Instead, the Law Society is introducing a new Wills and Inheritance Quality Scheme (WIQS). The scheme was unveiled last week in a record-breaking webinar (easily outstripping previous Law Society webinars by attracting 719 listeners at its peak).
The aim of WIQS, according to the Law Society, is to differentiate those practitioners who know their codicil from their elbow from those who merely dabble, which should enable clients to make more informed choices.
The problem with writing Wills is that many perceive it to be easy to do and they don’t see why they should have to pay someone to fill in a form for them. As a result, more Wills are found to be invalid and more estates end up in court and on the front page of newspapers. This may be good news for contentious probate lawyers, but not so great news for clients.

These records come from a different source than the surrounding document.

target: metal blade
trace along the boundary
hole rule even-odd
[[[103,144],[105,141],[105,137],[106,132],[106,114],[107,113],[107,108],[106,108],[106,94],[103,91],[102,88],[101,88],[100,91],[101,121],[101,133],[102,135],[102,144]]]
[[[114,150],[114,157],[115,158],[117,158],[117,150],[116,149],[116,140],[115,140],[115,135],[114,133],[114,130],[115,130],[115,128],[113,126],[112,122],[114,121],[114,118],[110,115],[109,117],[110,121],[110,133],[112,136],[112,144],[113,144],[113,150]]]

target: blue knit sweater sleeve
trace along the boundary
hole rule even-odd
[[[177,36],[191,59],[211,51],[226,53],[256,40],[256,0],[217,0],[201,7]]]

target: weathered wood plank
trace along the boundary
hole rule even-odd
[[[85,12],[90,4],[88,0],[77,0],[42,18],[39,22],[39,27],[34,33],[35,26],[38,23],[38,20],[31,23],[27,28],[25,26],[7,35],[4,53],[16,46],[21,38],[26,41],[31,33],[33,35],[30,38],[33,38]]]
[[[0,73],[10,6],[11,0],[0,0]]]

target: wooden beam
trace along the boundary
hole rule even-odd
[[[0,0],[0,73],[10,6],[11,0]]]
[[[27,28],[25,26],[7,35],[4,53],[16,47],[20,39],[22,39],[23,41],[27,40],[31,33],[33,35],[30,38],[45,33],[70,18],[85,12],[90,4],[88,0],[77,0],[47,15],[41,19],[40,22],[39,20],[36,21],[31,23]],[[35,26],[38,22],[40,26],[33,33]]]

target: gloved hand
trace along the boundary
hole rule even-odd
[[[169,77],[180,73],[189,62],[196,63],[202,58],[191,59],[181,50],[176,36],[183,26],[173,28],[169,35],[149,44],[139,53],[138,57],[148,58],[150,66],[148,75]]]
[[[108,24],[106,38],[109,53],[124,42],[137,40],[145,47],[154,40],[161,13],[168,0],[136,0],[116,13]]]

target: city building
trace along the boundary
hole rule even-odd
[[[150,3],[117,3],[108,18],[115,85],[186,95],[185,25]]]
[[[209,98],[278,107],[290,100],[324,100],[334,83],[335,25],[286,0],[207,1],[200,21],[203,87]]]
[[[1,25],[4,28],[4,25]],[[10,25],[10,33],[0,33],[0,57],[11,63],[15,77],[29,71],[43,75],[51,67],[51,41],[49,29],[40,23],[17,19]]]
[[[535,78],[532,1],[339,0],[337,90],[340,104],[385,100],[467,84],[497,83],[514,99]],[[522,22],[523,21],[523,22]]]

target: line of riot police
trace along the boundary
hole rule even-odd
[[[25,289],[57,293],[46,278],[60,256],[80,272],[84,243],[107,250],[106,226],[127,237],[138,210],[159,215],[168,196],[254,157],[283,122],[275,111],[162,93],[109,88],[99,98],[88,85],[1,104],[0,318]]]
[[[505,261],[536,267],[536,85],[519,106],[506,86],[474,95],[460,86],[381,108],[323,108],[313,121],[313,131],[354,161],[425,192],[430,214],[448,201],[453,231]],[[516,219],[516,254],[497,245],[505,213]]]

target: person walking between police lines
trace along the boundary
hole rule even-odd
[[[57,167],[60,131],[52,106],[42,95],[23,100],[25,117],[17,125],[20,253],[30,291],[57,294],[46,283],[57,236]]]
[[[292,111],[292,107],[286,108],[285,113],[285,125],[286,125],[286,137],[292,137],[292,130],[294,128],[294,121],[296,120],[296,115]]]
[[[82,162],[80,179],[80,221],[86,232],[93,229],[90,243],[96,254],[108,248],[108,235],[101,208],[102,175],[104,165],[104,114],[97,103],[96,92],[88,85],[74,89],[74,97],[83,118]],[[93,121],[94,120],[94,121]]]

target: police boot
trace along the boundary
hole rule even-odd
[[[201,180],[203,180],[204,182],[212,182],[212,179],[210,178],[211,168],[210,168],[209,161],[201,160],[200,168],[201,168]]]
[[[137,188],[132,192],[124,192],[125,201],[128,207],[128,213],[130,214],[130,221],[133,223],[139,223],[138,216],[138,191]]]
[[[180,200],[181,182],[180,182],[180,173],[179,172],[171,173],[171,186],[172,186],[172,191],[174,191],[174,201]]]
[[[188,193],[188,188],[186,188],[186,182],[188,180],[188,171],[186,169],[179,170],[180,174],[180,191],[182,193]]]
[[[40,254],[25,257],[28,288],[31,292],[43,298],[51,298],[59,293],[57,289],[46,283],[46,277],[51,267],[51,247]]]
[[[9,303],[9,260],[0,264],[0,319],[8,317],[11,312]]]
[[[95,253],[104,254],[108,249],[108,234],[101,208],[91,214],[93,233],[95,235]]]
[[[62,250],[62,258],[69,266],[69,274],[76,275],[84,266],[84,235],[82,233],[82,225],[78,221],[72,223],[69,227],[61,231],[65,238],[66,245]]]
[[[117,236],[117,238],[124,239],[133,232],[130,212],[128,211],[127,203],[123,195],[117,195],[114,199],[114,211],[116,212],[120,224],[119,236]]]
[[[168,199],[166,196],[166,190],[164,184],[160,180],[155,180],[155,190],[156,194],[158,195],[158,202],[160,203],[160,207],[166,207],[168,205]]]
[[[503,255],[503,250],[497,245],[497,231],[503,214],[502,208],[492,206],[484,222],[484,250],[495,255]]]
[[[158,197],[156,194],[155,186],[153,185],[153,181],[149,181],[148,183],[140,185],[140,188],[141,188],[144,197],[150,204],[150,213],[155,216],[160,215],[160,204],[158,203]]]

In fact, Central Law Training (CLT), which is one of the UK’s leading legal training providers, runs a “private client conversion course”. This promises to “bring you to a basic level of competence in private client work in four days”. Will drafting is covered in day one, along with basic tax.
Can the WIQS really weed out these four-day wonders or, indeed, the non-private client lawyer who quickly drafts a Will for his client in a lunch-break? Arguably, these practitioners pose more risk to clients than the non-solicitor Will writers that the Law Society is so nervous about. At least these people are specialists in their field.
WIQS accredited firms will have to adhere to the “Law Society Wills and Inheritance Protocol”. This is an 83-page document, which very commendably requires solicitors to, among other things, respond to clients in a timely manner and take detailed attendance notes. In fact, WIQS accredited firms will need to have a written policy document on taking attendance notes - along with about 10 other written policy documents.
The Protocol is alarmingly silent on whether the solicitor in question actually knows what they are talking about and whether they are able to offer quality advice. One way of ensuring this would be to require that solicitors take an exam before they can earn their WIQS badge. However, the Law Society seems to have eschewed this option in favour of what many fear may be a checklist exercise.
It is not as well-known as it should be that there is already an excellent quality mark for private client lawyers via the Society of Trust and Estate Practitioners (STEP). A solicitor with a STEP Diploma has passed four gruelling three-hour closed-book exams. What such a solicitor doesn’t know about wills, estates and tax isn’t worth knowing.
If you have a STEP Diploma, why would you need WIQS accreditation too? Perhaps the only thing that WIQS can offer which STEP doesn’t is the advertising power of the Law Society. Perhaps STEP feels it is somehow unseemly to plaster the nation’s bus stops with giant posters of accident victims. Nevertheless, STEP does need to step up and start telling the public about the benefits of seeking out its members for expert Will writing and probate advice.